1

I am trying to land our asset data from various countries (e.g. Spain, Sweden for now) into 1 table using StreamSets.

Considering that they both will have the same identity key, i.e. Spain will have a panel_ID = 1 and so will Sweden. To make my record set unique I will need to add an additional field such as CountryCode. However, this does not sit in our existing data. I will need to manually add this is (hard coded or automate through parameters). How can I achieve this using StreamSets (in the pipeline)?

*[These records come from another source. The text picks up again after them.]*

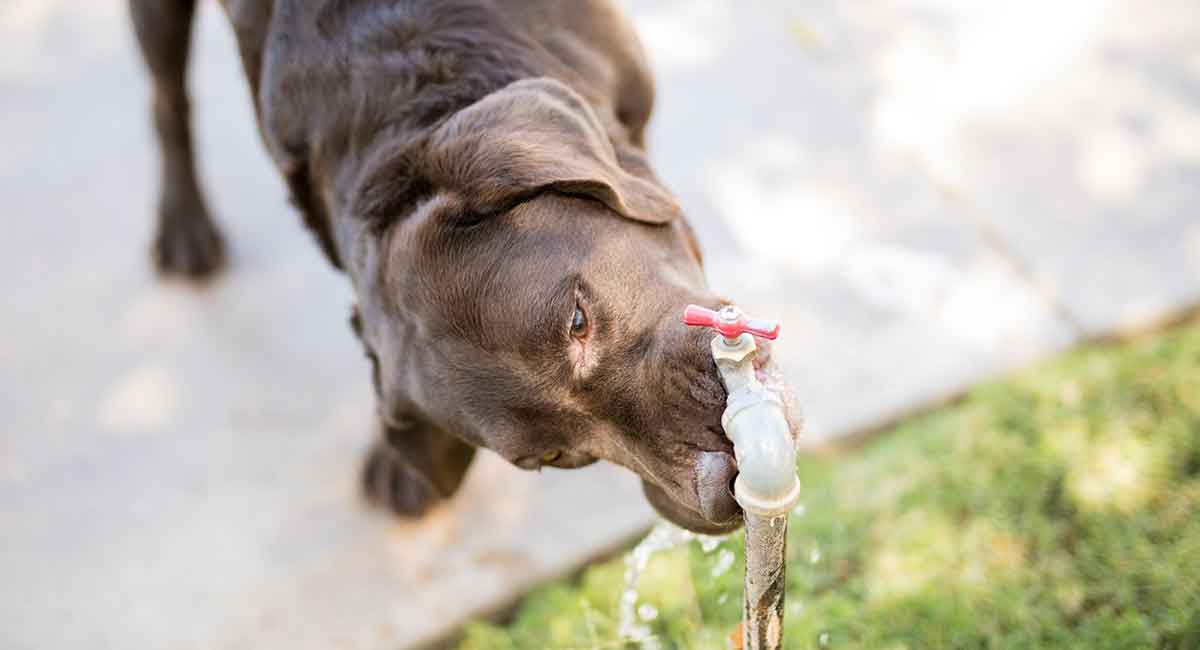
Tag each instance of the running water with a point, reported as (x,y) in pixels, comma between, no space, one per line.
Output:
(664,536)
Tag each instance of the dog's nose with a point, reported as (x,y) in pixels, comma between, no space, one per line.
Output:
(715,471)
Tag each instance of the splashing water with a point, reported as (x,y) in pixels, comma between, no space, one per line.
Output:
(663,536)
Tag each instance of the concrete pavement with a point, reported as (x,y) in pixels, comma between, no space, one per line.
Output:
(925,192)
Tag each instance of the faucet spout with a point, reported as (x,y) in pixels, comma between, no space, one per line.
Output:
(755,422)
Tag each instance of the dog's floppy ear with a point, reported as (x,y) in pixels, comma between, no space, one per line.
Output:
(538,134)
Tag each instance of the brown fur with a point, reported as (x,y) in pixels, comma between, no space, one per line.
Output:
(478,170)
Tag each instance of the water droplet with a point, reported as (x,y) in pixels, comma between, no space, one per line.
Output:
(664,536)
(724,561)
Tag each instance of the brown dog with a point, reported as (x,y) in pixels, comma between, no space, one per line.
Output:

Also, in general is this approach correct? Am I on the right tracks and what are some other things I should consider?

Shoaib Maroof
  • 369
  • 1
  • 3
  • 13

2 Answers2

0

You should add the source table into the code as an explicit column. That would be something like:

select 'Sweden' as country, s.*
from sweden_data s
union all
select 'Spain' as country, s.*
from spain_data s;

You can save this into a table or just create a view constructed like this.

Gordon Linoff
  • 1,242,037
  • 58
  • 646
  • 786
0

The table name is available in the jdbc.tables attribute, which you can reference from expression language (EL) as ${record.attribute('jdbc.tables')}. You can use an Expression Evaluator to copy the attribute into a field that can be used in a compound key.

metadaddy
  • 4,234
  • 1
  • 22
  • 46